SMS Microservice

02 Feb 2023 - 16 Jul 2023 | Author: Laurin

While working at OneLogin I was tasked with creating a way to send SMS otp codes through multiple SMS providers. The solution? Create a new microservice (or rather a worker) to handle SMS and pull the responsibility out of the monoliths. By decoupling functionality, we were building a microservice architecture that would be easier to maintain and allow efficient code-reuse.

I created a worker, using our internal middleware, to handle the RabbitMQ SMS exchange and allow our services and monoliths to send a simple request instead of re-implementing sending SMS code everywhere. This also allowed us to add new SMS providers other than Twilio easily, saving our customers millions of dollars.

It’s not to say that this project was without bumps though. Upon testing we found errors that would have ended up in production. I had some lessons reinforced in the process.

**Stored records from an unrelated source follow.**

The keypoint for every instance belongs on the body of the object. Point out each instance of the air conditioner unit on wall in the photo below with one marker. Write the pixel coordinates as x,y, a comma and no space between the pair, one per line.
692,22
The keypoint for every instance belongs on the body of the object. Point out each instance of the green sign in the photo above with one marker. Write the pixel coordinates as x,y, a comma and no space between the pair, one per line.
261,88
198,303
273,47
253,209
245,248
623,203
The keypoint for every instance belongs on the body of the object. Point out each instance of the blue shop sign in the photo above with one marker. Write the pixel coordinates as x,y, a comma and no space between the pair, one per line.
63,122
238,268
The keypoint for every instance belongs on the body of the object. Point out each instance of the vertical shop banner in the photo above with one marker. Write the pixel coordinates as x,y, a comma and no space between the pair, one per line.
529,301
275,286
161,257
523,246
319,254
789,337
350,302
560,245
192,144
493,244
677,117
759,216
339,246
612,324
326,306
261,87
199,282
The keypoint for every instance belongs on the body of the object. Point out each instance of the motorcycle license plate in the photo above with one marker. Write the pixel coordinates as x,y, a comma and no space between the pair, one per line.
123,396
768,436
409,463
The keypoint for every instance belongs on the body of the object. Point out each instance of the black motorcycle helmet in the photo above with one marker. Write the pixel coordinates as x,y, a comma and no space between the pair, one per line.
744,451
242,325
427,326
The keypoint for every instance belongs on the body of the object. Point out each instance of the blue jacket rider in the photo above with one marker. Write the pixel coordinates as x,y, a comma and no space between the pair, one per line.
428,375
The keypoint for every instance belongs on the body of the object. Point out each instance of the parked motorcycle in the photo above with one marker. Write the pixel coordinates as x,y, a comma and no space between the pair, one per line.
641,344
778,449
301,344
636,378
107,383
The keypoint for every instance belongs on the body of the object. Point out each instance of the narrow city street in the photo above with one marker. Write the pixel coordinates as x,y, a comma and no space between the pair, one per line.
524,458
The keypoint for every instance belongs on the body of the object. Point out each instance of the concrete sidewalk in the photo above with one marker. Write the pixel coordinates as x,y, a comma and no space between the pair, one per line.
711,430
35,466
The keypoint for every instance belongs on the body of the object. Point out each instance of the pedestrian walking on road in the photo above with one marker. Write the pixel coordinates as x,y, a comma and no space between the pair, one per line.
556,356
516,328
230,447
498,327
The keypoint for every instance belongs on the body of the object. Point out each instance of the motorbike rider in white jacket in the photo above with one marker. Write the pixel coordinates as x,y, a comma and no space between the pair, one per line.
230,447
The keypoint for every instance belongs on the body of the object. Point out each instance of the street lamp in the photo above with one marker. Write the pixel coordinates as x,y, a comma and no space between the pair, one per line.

  1. Communication is key, no matter how embarassing finding bugs can be, you have to communicate quickly with your team and managers to get it fixed.
  2. Rushing into fixing bugs is a bad idea. Even if it’s incredibly stressful, make sure you take the time to think things through, you don’t want to introduce more bugs.
  3. Bugs happen, and having a mitigation plan is key to giving you time to fix those bugs. Having something as simple as a backup db or a way you can rollback, is mandatory for production. This is why version control and automated environment spin up is so useful.

The most severe bug we found was actually in our environment and was unrelated to the SMS code. It was preventing customers in certain regions from logging in. We rolled back the release and I proactively began troubleshooting to fix the issue. With help from the right people, I created a solution and tested it without interferring with production. The release then was able to go out only a day late.

Other than the environment issue, we ended up fixing a lot of bugs before the code hit production (thank you QE for finding those!), but still had a few smaller ones after release. However, we worked with support closely and produced fixes quickly for the effected customers.

Overall I learned a lot owning this worker/microservice (fixing bugs in production, RabbitMQ messaging, better logging for troubleshooting) and it reinforced the reasons behind why we do what we do (version control, logging, testing, controls around production). These things are rather obvious if you’ve been programming for awhile, but it always feels different when you experience it when something goes wrong.

Javascript RabbitMQ NodeJS SMS